For these reasons I most respectfully dissent from the views of Judge Burgess on this point.

Brace, O. J., and Barclay and Maoearlane, JJ., concur with me on this proposition.





Dissenting Opinion

Sherwood, J.

(dissenting). — Although I concur in reversing the judgment herein, I do not think the cause' should be remanded, because I do not believe that this case falls within the penalties of section 3487, Revised Statutes, 1889. My idea is that there must be an actual or affirmative confiding; at any rate something more than mere intermarriage with the mother of the girl betrayed. If the relations existing between stepfather and stepdaughter are sufficient to sustain this prosecution, then, under the same section, a father would also be subject to the same provisions; but no one would contend that a father is subject to such a *105prosecution, and this because his daughter has not been confided to his care and protection within the meaning of the statute.
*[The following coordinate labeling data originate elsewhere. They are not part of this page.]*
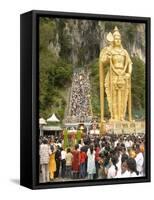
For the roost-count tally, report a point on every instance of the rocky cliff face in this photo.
(80, 41)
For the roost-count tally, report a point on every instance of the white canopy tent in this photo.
(42, 121)
(53, 118)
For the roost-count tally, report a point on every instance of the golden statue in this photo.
(117, 82)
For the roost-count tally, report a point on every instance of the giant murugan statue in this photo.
(117, 82)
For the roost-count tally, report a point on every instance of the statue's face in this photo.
(117, 40)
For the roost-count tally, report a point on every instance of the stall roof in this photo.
(53, 118)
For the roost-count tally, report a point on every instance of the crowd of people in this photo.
(80, 96)
(93, 157)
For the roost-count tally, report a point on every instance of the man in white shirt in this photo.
(139, 160)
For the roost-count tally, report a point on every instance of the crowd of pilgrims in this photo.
(80, 97)
(93, 157)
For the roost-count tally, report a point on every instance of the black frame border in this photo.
(29, 98)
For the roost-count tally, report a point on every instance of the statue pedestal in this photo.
(125, 127)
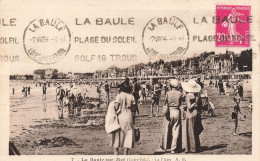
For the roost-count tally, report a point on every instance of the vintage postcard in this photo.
(129, 80)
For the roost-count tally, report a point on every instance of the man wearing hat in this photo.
(172, 129)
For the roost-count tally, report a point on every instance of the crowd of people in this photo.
(184, 100)
(189, 94)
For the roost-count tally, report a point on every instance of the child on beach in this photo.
(236, 111)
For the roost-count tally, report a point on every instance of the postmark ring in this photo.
(47, 41)
(165, 38)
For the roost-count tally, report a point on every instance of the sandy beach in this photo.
(35, 128)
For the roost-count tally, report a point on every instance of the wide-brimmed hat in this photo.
(174, 82)
(191, 86)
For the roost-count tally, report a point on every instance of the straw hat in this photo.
(174, 82)
(191, 86)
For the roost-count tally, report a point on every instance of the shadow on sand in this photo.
(208, 148)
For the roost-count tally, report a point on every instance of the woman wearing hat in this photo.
(155, 96)
(172, 129)
(124, 107)
(193, 117)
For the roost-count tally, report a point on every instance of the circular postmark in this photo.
(165, 38)
(46, 41)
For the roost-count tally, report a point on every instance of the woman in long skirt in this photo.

Constructive crimes are not known to our law. Men are not to be made subject to criminal laws by implication. Doubtless defendant is as reprehensibly guilty as though his case fell within the precise terms of the statute; but this it does not do. Touching this subject, an eminent author says: “Meaning of Strict Interpretation. — Such statutes are to reach no further in meaning than their words; no person is to be made subject to them by implication, and all doubts concerning their interpretation are to preponderate in favor of the accused. Only those transactions are covered by them which are within both their spirit and their letter.” Bish. Stat. Crimes, sec. 194. Criminal statutes, as Mr. Bishop happily phrases it, are inelastic and can not be made to embrace cases without their letter, but within the reason and policy of the law. Courts can not, in such cases, supply a casus omissus in the statute. State v. Lovell, 23 Iowa, 304.